3) Is the community you serve connected with a denomination? if "yes," what do you see as the benefits and problems with that relationship, and if "no," what do you believe are the benefits and problems with not being connected?
No, we aren’t connected with any organizations. We briefly pursued Acts 29, but quickly saw that our stance on women in leadership was a deal breaker for them, so…
We tend to pursue informal ties and relationships with other church communities, so we don’t feel completely disconnected. We have supported another church in town, The Bridge, almost from our beginning, and I meet with other pastors regularly. We’re not in a vacuum.
To be honest, I feel as though the future is post-denominational... At least the denominations we have now! More and more people are connecting to churches in spite of their denominational affiliation and not because of it. While denominations can provide money and support, they also serve up a lot of strings and red tape. And those are things we could do without… We started small, not needing a lot of seed money, and simply have never seen or felt the need to associate ourselves with a denomination. Very few people have ever asked me about denominational affiliation… it’s just not on the radar for those we seem to be reaching.
4) What would you say are the two hardest things connected to planting an emerging/postmodern community of faith?
Well, there’s no game plan, no road map.
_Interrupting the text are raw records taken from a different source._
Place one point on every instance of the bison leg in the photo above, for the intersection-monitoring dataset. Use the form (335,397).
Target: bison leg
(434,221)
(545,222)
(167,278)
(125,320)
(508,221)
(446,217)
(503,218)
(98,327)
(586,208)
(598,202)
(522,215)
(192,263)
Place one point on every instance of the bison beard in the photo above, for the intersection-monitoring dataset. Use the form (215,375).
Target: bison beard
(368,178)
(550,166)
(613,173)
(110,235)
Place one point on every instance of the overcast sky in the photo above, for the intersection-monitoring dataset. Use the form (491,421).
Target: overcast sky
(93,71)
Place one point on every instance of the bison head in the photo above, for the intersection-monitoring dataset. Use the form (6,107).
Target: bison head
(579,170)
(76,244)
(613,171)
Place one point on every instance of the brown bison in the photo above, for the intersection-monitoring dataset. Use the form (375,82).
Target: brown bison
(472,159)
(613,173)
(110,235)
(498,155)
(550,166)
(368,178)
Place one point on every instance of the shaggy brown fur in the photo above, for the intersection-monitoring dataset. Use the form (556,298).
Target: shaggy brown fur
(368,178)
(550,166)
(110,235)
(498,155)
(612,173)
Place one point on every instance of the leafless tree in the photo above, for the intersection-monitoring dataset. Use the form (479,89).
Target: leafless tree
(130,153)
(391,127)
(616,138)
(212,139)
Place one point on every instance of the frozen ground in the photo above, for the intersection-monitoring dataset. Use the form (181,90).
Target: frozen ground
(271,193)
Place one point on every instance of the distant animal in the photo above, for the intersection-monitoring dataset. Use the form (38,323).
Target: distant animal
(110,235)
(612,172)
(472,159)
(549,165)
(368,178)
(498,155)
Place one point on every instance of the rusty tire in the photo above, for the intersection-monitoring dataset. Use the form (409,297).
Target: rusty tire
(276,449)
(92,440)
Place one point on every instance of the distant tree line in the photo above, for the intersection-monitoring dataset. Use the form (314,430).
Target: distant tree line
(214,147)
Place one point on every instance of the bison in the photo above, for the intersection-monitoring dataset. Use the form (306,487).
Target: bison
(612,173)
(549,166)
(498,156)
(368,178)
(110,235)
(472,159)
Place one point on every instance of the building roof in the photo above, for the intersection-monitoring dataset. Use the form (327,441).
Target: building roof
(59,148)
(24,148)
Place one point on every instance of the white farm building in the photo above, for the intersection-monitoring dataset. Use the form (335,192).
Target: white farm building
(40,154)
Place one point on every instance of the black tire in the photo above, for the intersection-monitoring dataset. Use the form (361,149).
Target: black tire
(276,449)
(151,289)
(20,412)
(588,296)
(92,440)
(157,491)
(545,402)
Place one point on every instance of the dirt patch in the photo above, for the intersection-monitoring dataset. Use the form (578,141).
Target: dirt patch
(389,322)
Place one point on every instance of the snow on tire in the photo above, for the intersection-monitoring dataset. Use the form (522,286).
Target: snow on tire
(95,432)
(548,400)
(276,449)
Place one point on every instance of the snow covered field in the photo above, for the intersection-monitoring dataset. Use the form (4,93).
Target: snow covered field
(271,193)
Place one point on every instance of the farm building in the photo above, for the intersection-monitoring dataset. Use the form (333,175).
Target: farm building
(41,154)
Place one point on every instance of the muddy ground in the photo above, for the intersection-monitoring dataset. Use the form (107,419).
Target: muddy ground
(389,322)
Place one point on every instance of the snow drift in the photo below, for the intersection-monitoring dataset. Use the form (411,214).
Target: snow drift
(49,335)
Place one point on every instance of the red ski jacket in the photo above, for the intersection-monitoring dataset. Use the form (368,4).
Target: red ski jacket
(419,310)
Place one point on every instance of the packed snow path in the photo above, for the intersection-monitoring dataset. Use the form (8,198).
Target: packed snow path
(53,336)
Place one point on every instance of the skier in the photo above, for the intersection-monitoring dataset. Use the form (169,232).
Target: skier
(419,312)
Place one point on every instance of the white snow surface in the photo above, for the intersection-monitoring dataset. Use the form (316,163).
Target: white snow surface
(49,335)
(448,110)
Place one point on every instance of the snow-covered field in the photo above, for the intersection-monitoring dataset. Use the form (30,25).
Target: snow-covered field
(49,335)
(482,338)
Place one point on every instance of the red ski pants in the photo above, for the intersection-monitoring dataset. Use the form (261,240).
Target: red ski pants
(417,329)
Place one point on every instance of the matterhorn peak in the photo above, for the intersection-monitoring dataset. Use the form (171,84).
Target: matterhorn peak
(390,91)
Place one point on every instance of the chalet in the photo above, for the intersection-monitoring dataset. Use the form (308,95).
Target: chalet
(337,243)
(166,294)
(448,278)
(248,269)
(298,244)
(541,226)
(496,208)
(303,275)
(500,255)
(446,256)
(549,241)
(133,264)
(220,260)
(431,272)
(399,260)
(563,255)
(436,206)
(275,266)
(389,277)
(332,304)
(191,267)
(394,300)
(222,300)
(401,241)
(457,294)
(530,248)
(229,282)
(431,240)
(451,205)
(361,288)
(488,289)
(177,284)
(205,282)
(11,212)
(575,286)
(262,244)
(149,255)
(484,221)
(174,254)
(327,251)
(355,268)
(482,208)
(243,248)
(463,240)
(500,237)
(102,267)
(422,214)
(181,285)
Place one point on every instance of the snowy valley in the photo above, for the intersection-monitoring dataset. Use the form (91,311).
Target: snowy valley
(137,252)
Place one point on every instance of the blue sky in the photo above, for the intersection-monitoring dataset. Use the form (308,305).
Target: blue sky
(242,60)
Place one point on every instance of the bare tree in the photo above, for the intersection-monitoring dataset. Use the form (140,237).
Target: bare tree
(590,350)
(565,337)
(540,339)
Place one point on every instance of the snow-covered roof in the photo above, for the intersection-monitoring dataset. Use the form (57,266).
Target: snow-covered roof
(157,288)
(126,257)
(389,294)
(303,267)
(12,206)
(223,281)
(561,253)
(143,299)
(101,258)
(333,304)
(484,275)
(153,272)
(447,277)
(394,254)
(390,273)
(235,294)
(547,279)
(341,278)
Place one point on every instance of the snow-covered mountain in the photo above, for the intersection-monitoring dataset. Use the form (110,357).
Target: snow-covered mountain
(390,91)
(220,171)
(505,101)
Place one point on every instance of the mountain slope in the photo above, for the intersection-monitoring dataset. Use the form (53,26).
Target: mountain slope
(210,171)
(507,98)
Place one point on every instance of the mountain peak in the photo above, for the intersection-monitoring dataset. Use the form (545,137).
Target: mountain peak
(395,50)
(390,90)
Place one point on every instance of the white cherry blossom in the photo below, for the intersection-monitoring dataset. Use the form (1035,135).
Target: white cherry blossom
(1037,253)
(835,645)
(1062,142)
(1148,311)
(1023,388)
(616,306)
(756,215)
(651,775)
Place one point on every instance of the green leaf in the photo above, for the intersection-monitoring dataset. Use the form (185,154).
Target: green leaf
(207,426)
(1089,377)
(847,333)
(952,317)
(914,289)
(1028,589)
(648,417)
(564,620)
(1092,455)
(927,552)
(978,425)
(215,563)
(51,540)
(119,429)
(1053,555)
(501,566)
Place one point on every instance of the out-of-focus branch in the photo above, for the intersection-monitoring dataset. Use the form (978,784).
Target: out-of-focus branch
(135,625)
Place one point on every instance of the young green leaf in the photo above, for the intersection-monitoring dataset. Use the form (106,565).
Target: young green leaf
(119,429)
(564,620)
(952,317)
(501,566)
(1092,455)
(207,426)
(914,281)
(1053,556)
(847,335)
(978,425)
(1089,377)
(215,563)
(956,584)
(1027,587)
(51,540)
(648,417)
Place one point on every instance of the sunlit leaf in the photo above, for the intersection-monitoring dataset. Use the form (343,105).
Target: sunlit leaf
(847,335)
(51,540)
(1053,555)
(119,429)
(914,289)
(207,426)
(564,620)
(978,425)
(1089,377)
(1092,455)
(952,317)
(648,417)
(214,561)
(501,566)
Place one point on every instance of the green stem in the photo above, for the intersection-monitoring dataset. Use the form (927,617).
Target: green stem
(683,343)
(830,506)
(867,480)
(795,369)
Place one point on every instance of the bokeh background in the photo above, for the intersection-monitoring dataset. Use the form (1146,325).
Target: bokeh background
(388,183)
We’ve thrown out all the “how to’s” of advertising and marketing and even of how church normally functions. We haven’t started with a completely blank page… but darn close.
I think postmoderns need an open source community, one they can help create and tinker with and change… and that’s a challenge because it means re-inventing a lot of wheels- wheels that don’t necessarily need to be reinvented (we could buy some great children’s curriculum somewhere, for instance), but our community will be better because we’ve gone through the process of making things our own and making our own things. But it’s also a challenge for the whole community, to watch the ditches on the side of the road and make sure that in our rethinking and reinventing we don’t drift off into weird heresies or become so individualized that we lose sight of “one another.”
Also, we’re talking about people who have mostly not been connected with church, intentionally left church at one point, or would have left it soon. There’s a lot of issues there, and even some bitterness. It's hard, having by and large worked through our "anger phase" with church, to remember that others who are just coming now are still in process on that and need us to be understanding of the hurt they are expressing about Christian subculture and church in general.
We’ve had some people come to evergreen and find healing from past church hurts and abuses. Sometimes the baggage is too much and they end up spinning out again. We do our best, but not everyone connects with the community and some people find us “too much like church” (!) and others “not enough like church.”